Gauge-Invariant Differential Renormalization: Abelian Case

TL;DR

This paper introduces a gauge-invariant differential renormalization method for Abelian theories, preserving gauge symmetry at all orders and simplifying calculations like the ABJ anomaly, especially in four-dimensional contexts.

Contribution

The paper develops a new gauge-invariant differential renormalization technique applicable in coordinate and momentum space, enhancing calculations in theories with chiral and supersymmetries.

Findings

Gauge invariance preserved to all orders in Abelian case.

Simplifies calculation of ABJ triangle anomaly.

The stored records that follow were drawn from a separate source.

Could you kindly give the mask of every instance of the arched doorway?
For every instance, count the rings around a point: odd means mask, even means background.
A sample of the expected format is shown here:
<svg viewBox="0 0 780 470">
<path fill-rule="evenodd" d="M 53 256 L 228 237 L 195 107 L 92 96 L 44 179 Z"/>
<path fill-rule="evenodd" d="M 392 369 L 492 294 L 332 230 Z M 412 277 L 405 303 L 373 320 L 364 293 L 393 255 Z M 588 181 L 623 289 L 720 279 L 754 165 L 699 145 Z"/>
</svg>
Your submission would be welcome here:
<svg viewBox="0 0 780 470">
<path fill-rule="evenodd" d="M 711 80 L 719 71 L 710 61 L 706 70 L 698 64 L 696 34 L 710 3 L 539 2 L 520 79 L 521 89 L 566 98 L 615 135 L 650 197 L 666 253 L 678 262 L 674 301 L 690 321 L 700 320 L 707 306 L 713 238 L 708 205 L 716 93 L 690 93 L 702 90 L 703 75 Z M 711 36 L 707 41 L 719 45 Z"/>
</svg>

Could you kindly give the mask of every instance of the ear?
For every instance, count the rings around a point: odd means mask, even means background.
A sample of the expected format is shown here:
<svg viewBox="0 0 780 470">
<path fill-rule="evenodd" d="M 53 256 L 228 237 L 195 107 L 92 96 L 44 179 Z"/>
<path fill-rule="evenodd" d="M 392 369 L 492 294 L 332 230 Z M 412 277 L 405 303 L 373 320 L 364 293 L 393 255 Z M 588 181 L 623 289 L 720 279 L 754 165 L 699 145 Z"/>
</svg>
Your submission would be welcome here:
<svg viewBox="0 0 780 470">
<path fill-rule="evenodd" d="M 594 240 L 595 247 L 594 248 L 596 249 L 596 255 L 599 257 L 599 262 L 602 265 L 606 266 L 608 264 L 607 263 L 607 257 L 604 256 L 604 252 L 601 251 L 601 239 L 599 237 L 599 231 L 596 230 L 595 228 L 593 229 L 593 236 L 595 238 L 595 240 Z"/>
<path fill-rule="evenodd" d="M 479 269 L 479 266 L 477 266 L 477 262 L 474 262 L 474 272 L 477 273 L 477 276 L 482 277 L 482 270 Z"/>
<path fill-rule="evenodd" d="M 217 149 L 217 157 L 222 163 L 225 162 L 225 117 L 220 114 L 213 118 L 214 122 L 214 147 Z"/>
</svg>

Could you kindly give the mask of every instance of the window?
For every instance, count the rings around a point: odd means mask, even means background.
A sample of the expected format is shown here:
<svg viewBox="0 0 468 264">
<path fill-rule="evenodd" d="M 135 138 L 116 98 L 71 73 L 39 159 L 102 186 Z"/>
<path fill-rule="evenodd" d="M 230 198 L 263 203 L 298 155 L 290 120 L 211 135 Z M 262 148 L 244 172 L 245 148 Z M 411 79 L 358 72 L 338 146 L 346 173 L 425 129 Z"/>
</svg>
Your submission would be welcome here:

Applicable in four-dimensional theories with chiral and supersymmetries.

Abstract

A new version of differential renormalization is presented. It is based on pulling out certain differential operators and introducing a logarithmic dependence into diagrams. It can be defined either in coordinate or momentum space, the latter being more flexible for treating tadpoles and diagrams where insertion of counterterms generates tadpoles. Within this version, gauge invariance is automatically preserved to all orders in Abelian case. Since differential renormalization is a strictly four-dimensional renormalization scheme it looks preferable for application in each situation when dimensional renormalization meets difficulties, especially, in theories with chiral and super symmetries. The calculation of the ABJ triangle anomaly is given as an example to demonstrate simplicity of calculations within the presented version of differential renormalization.